Improvements in information technology help draw attention to the vast differences between how different people live, often causing great frustration among the less well off. In the polar regions, resource exploitation speeds up as a result of technological advances and easier access due to climatic changes, putting ecosystems in those regions at greater risk. More use is made of hydropower resources in the Arctic, as well as in Asia and the Pacific, Latin America, parts of Europe, and Africa. Water is also transported over increasing distances to drier regions to cater to soaring demand. This trend is highlighted by the initiation of large-scale projects in the 2010s to move water from the Great Lakes and the Pacific Northwest to the arid regions in the southwest of North America. These steps are followed by similar efforts in Europe and parts of the Asia and the Pacific region.

At the heart of all these market-led concerns is a seemingly never-ending obligation on society to muster enough technological and structural progress to catch up with the skyrocketing demand for goods and services. Meanwhile, environmental conditions are constantly shifting. The effects of climate change are becoming clearer, particularly in the polar regions, in poorer countries and along the world's coastlines. Plans are already being made to evacuate some small island states. Other environmental changes, including imbalances in the nitrogen cycle and the continued dispersion of persistent organic pollutants, are also having their impacts, evidenced by the 'red tides' that hit the Mediterranean in the 2010s and the Indian Ocean in the 2020s.

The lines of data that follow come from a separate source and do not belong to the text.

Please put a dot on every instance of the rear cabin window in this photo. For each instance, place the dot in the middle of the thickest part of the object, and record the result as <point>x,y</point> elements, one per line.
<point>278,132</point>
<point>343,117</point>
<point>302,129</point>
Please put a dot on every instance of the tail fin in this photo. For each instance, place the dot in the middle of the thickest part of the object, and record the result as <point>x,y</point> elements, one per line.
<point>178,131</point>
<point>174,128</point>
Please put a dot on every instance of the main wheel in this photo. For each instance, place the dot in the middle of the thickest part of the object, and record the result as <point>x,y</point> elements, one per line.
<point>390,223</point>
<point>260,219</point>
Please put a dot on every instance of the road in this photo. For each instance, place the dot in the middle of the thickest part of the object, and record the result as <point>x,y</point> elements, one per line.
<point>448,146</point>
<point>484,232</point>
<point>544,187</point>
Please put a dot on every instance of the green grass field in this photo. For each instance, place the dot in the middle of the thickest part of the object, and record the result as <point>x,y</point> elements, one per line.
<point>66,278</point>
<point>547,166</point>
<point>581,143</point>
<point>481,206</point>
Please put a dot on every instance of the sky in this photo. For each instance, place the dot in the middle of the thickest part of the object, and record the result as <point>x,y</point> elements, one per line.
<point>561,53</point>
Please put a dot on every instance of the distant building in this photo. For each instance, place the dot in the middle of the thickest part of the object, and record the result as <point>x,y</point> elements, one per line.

'The economic advances that have characterized the past few decades begin to slow noticeably. More and more effort is needed simply to maintain the achievements realized so far.'

Prolonged (though decelerating) population growth in Africa, West Asia and parts of Asia and the Pacific and increasing urbanization in almost all regions, aggravate problems such as biodiversity loss, water stress and the frequent breakdown of basic services. These are reflected, in turn, in persistent regional conflicts and migration pressures. As a consequence, the economic advances that have characterized the past few decades begin to slow noticeably. More and more effort is needed simply to maintain the achievements realized so far. Social and environmental goals, which are still in the minds of many even though other concerns have relegated them to the back seat, seem to be moving further beyond reach every year.